Try formatting it like this:

    ProxyCommand ssh jumpHost -W %h:%p
-W is essentially the same as using nc, however it doesn't require executing a command on the jumphost. This project uses that fact to make the jumphost more secure (you can't execute arbitrary commands), and do destination white-listing for each user.


sshmux gives fine-grained user controls. In the normal jumphost example, you can use ssh -W to connect to arbitrary ports and hosts on the network, poking around where you weren't intended (ssh -W is just netcat where the ssh server initiates the connection for you). With sshmux, ssh -W will only work to hosts permitted for that user, and any other request will just fail.


-W is just a nicer wait of doing your nc command


That's true. Some people complained that this isn't documented enough, so there is a wiki page for sshmuxd explaining what it does.

Agent forwarding with sshmux should be safer than the general case, though, as the agent is handled in memory, rather than as a socket.

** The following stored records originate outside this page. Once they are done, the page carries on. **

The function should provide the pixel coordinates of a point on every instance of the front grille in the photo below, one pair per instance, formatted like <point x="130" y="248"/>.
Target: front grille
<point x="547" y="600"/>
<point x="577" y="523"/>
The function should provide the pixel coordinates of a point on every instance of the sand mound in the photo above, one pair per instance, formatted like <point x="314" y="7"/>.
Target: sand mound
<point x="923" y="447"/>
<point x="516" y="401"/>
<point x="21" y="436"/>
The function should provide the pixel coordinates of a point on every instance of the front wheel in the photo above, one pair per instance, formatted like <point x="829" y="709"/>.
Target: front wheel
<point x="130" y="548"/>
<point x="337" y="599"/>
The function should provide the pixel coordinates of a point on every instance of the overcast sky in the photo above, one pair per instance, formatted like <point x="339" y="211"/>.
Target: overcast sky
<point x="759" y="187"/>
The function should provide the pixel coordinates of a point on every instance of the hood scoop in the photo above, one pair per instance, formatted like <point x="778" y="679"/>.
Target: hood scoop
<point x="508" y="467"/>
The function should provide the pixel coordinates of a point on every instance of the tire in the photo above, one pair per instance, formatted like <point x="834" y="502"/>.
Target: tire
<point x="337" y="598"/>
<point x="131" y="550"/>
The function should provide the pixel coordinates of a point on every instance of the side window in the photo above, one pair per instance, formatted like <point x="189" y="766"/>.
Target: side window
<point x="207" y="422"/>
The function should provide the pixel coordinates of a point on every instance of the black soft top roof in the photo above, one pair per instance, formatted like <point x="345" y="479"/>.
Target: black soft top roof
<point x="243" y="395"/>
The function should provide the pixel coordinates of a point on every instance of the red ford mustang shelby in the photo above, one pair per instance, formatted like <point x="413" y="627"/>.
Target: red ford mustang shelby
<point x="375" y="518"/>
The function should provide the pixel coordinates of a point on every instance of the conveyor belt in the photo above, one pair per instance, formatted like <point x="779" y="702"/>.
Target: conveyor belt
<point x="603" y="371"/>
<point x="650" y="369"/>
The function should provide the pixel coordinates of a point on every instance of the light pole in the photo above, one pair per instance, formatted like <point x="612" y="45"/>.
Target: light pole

The agent is also not forwarded to the destination.


https://github.com/ryancdotorg/ssh-chain should just work with this.


Why not simply use a VPN?


VPN's can be quite a pain, and is considerably more work than raw SSH. Depending on the VPN, the authentication strength is usually also quite a bit lower than that of SSH with RSA keys. There's also additional overhead. I have both VPN and jump hosts to get into our corporate network, and I most certainly prefer the jump host for convenience and performance.

There is also the user-level access restrictions of sshmux which will be much more difficult to replicate with VPN's. At least with pptpd, I believe it would require putting users on individual subnets with firewall rules restricting access to only their permitted hosts. Long story short, it wouldn't be a feasible solution.